センチメンタル・シュガー
「…でも、」
「俺にしろよ」
「え…?」
「そんな男より、俺にしろよ!澪!」
「……」
徳井さんはそう言うと、私の腕を掴み真っ直ぐに見つめた。
ひとりよがりな恋
だけど、それでも
「…徳井さん、ごめ…」
『…おいこら、…何してんだよ…』
「へ?」
ごめんなさい、そう謝ろうとしたその時、後ろから聞こえた声に振り向くとそこにいたのはまたも先程のトナカイ
これまでと違うのは何やら急いで来たのか、はー…はー…と息をあげているということ
「なっ…またお前か!何なんだよトナカイ!さっきから人の邪魔ばっか…」
『邪魔は、お前だっての…』
「は…?何言ってんだよ!つーか、顔見せろ!」
度々現れるトナカイに余程苛立ちを感じたのか、徳井さんは思い切りトナカイの頭をはぎとるように奪う。

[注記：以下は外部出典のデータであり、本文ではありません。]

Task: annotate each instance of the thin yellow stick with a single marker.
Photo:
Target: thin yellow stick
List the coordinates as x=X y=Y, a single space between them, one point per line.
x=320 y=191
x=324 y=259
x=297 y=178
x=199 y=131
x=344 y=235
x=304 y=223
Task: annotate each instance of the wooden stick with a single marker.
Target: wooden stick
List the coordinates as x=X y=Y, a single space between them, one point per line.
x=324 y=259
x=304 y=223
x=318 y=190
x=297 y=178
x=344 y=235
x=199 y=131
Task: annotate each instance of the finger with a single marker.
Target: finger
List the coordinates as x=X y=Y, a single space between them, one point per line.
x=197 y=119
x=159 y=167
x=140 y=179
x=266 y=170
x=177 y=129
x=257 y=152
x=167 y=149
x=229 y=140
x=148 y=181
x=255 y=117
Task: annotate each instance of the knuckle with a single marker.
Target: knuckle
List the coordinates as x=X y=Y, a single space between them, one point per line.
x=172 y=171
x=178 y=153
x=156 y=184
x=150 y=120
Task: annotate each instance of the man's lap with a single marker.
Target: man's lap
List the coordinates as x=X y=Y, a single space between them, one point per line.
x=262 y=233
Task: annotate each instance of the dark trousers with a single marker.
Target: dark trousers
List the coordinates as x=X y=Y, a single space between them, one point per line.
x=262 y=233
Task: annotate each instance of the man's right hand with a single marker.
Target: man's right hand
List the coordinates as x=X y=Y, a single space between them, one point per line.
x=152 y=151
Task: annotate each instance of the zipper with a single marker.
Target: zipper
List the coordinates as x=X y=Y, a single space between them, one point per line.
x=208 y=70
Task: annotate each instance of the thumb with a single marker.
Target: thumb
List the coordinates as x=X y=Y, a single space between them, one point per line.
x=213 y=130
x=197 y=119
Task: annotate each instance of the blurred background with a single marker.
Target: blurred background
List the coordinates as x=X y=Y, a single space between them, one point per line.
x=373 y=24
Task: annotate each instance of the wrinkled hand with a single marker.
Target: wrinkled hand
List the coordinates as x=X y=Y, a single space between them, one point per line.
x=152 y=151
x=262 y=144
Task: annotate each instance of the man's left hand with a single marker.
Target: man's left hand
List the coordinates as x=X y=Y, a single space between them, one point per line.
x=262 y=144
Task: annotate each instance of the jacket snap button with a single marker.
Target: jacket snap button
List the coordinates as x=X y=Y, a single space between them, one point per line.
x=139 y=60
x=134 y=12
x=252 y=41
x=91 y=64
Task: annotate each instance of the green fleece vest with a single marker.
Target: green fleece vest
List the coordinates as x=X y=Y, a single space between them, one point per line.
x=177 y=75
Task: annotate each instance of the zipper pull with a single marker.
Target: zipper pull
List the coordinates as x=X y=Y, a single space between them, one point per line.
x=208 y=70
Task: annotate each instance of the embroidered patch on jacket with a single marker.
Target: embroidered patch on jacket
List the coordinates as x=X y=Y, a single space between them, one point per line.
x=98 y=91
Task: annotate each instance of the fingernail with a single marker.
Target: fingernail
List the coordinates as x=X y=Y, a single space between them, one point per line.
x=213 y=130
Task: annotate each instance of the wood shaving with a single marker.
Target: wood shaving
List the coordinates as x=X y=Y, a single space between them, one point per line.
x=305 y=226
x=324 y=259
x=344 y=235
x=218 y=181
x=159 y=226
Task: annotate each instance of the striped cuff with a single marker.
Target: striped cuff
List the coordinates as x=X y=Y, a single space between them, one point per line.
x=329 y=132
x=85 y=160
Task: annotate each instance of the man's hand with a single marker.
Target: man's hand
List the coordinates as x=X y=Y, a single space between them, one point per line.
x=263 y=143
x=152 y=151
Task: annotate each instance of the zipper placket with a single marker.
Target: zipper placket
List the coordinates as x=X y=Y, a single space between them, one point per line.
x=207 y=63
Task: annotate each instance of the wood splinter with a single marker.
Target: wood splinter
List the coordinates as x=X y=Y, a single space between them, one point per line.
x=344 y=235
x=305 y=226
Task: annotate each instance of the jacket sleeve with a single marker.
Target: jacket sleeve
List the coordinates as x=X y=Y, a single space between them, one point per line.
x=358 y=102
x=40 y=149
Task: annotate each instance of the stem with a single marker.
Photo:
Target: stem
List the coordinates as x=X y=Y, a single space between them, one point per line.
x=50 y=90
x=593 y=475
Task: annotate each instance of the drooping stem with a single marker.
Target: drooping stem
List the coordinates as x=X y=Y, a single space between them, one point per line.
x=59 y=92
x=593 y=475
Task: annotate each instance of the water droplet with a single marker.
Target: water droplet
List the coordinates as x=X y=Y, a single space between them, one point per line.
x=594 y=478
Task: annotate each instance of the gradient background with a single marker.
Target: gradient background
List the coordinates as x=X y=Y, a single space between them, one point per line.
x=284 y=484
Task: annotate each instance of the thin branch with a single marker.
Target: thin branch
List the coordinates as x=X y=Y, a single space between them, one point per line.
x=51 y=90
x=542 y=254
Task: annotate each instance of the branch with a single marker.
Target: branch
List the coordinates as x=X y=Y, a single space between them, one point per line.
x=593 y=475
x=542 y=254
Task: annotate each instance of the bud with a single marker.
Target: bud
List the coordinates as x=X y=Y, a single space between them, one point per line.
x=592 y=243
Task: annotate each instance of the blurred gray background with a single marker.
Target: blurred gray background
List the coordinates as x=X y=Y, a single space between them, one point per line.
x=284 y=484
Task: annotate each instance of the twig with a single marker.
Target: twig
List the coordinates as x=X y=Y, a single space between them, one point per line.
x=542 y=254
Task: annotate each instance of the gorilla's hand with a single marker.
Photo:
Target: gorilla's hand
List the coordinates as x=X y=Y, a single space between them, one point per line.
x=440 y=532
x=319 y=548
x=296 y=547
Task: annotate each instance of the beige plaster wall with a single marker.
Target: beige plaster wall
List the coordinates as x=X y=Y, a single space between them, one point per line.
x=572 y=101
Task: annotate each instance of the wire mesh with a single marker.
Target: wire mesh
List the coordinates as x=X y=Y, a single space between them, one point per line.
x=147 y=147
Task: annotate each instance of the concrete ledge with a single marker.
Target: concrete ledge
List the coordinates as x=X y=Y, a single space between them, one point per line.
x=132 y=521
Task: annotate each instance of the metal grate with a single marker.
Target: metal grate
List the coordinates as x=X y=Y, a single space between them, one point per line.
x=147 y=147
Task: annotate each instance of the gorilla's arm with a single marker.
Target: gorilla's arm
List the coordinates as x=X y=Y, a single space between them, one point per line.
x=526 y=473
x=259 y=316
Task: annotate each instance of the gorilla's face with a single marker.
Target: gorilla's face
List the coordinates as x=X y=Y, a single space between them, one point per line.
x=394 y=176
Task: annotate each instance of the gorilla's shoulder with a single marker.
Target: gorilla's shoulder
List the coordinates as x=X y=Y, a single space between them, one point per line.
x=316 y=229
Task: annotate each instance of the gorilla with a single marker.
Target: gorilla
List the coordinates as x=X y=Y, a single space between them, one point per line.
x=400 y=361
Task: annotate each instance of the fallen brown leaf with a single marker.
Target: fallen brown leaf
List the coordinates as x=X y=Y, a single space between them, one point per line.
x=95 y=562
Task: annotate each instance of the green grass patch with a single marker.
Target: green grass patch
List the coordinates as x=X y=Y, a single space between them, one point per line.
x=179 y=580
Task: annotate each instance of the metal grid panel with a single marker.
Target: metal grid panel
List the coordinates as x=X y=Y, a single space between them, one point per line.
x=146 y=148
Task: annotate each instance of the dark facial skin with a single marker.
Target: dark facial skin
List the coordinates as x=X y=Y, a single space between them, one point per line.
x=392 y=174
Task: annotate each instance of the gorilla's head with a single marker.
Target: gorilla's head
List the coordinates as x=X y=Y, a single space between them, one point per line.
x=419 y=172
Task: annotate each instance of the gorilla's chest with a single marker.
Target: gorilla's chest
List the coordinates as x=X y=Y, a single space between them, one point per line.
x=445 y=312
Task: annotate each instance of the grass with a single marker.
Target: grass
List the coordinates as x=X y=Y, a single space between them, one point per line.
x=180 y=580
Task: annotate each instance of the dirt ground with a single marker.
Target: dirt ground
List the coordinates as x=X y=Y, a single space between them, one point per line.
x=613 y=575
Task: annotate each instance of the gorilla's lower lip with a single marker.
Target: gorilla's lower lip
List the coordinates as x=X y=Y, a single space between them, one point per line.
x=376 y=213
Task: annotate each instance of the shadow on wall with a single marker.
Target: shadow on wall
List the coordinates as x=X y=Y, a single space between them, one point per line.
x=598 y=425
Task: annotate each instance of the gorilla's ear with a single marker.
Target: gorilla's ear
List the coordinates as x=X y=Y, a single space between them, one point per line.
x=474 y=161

すると、そこにあったのはいつも目にしている彼…大和の姿だった
「や…まと、?」
「へ?大和、って…これ、彼氏?」
「…そーいうこと。だから悪いけど、澪はお前と飯は行かない。澪が選ぶのは俺だし、一人なんかじゃない」
「大和…って、わぁ!」
大和はそう言い切っては、徳井さんから奪われたトナカイの頭を奪い返しては私の腕を引きその場を走り出した。